When Tyler Van Schyndel, Pharm.D., was choosing his pharmacy residency project in 2011, he wanted one that would leave a lasting mark. He chose well. His pilot study demonstrated that pharmacy technicians could efficiently and accurately collect medication histories in the emergency department (ED) of Froedtert Health,Milwaukee.
Dr. Van Schyndel’s work was so compelling that the hospital eventually adopted the practice as standard procedure in and beyond the ED.
“I saw a greater role for pharmacy technicians as something that could benefit the hospital,” said Dr. Van Schyndel, who conducted the project while a first-year pharmacy resident at Froedtert. “I also knew that ASHP’s Pharmacy Practice Model Initiative (PPMI) was a priority there, and that a big part of it is expanding roles for technicians.” (Dr. Van Schyndel is currently a second-year resident in critical care medicine at the University of Wisconsin Hospital and Clinics Pharmacy Services, Madison.)
Prior to the study, pharmacists conducted most medication histories after patients were admitted.
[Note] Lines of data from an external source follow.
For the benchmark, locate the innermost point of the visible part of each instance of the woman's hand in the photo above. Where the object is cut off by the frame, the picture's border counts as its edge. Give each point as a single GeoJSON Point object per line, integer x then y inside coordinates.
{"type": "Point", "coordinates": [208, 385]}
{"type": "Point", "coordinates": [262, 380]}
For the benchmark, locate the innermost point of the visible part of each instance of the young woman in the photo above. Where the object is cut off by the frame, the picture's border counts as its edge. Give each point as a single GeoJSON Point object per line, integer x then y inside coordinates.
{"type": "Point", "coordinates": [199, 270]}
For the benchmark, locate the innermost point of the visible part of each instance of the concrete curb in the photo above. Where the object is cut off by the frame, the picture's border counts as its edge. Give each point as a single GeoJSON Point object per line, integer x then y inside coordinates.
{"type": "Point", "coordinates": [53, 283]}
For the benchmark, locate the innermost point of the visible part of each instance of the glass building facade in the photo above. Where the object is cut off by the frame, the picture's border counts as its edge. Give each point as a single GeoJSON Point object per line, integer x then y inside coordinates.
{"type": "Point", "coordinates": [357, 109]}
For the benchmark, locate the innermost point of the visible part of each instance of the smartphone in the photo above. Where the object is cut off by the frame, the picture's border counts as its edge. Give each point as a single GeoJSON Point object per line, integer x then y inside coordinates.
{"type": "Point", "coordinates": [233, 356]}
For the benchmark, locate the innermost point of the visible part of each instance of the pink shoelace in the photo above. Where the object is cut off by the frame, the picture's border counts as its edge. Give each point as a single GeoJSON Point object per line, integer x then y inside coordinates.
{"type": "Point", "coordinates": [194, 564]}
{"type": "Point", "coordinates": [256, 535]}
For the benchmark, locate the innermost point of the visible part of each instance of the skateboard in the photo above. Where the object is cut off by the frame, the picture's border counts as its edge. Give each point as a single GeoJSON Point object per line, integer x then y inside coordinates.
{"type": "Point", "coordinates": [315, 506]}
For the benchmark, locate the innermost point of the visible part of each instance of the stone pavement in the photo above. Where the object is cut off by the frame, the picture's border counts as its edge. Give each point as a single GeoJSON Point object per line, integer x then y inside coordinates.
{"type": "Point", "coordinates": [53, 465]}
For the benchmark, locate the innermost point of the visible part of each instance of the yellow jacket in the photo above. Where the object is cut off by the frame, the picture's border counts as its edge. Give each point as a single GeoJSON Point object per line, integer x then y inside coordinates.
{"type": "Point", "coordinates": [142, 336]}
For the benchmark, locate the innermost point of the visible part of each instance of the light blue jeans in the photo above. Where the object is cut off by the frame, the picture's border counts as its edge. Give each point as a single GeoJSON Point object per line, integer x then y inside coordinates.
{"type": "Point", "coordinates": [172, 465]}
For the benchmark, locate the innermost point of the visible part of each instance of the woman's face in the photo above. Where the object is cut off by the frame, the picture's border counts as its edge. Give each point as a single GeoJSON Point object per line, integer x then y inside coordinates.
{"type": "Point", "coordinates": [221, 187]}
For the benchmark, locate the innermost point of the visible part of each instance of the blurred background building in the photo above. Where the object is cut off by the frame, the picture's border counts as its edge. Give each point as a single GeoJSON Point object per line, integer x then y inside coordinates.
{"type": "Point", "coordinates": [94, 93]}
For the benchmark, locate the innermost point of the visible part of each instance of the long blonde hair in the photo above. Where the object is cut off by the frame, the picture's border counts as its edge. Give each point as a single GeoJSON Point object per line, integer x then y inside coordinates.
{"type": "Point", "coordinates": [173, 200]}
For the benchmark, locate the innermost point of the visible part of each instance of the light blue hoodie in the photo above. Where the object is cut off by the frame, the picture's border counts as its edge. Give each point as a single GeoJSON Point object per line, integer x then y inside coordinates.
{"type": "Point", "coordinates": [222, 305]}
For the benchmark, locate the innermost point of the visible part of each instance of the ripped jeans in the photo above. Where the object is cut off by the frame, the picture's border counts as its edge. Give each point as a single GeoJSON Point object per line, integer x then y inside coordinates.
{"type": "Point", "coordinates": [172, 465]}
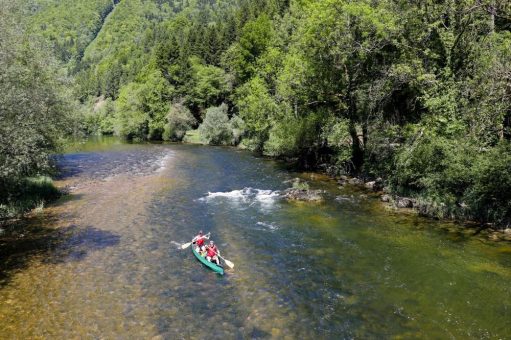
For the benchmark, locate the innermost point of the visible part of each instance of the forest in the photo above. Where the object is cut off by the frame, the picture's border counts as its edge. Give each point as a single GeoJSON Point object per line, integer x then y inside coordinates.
{"type": "Point", "coordinates": [417, 93]}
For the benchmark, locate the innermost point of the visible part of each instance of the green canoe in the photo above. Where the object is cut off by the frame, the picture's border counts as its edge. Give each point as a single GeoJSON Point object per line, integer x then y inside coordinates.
{"type": "Point", "coordinates": [205, 262]}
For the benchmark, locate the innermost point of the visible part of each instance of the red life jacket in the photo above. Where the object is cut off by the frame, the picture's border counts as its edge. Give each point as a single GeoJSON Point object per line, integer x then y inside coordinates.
{"type": "Point", "coordinates": [211, 251]}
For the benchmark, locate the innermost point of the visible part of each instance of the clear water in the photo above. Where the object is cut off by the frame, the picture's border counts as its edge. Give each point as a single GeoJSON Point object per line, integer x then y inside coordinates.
{"type": "Point", "coordinates": [105, 261]}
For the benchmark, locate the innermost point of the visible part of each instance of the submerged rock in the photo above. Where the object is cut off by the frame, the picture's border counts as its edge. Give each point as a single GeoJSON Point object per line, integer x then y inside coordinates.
{"type": "Point", "coordinates": [375, 185]}
{"type": "Point", "coordinates": [386, 198]}
{"type": "Point", "coordinates": [404, 202]}
{"type": "Point", "coordinates": [294, 194]}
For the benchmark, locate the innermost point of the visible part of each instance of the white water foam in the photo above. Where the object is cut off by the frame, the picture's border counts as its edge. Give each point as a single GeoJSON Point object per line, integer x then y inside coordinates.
{"type": "Point", "coordinates": [246, 195]}
{"type": "Point", "coordinates": [268, 226]}
{"type": "Point", "coordinates": [161, 163]}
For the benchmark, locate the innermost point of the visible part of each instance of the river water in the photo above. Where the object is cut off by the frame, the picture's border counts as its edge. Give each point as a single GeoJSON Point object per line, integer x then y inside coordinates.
{"type": "Point", "coordinates": [104, 261]}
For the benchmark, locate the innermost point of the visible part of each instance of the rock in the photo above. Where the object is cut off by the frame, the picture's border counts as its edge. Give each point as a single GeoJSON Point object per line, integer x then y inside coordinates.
{"type": "Point", "coordinates": [404, 202]}
{"type": "Point", "coordinates": [386, 198]}
{"type": "Point", "coordinates": [355, 181]}
{"type": "Point", "coordinates": [293, 194]}
{"type": "Point", "coordinates": [370, 185]}
{"type": "Point", "coordinates": [375, 185]}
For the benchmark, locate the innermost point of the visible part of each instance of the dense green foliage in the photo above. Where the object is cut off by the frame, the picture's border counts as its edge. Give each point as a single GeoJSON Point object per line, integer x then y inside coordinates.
{"type": "Point", "coordinates": [415, 92]}
{"type": "Point", "coordinates": [34, 108]}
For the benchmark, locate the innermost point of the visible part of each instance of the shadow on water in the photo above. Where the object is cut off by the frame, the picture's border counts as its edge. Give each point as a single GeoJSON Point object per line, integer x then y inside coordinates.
{"type": "Point", "coordinates": [36, 239]}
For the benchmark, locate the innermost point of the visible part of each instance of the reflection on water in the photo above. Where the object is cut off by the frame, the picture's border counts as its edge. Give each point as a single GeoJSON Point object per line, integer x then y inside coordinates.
{"type": "Point", "coordinates": [109, 263]}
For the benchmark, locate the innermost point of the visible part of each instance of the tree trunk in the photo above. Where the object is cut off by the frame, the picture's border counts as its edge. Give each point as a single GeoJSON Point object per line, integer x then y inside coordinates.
{"type": "Point", "coordinates": [357, 153]}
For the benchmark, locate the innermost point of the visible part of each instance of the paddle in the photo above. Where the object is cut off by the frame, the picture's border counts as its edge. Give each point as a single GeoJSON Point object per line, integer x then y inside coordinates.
{"type": "Point", "coordinates": [227, 262]}
{"type": "Point", "coordinates": [186, 245]}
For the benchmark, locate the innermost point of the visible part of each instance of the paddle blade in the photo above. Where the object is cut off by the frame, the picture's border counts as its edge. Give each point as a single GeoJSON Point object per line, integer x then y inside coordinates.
{"type": "Point", "coordinates": [229, 263]}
That meant physicians frequently wrote initial medication orders before seeing a patient’s most up-to-date and accurate medication information. Because of this system, pharmacists would have to contact the prescribing physician to sort out discrepancies due to medication list changes that occurred after pharmacists met with patients on the floor to complete the medication reconciliation.
“From the standpoint of accuracy and medication safety, it was very important to obtain those medication histories as soon as patients came through the door,” added Jordan Dow, Pharm.D., M.S., Froedtert’s manager of medication utilization and Dr. Van Schyndel’s residency project preceptor.
Prior to the study, only 10 percent of medication histories were completed before admission orders were written. During the pilot, 98 percent of patient medication lists were updated prior to admission orders being written.
In the pilot study, one experienced technician was trained to conduct medication histories, gathering medication histories in the pre-admission testing clinic while being shadowed by a pharmacist. That was followed by three weeks of medication history taking in the ED, again under a pharmacist’s supervision.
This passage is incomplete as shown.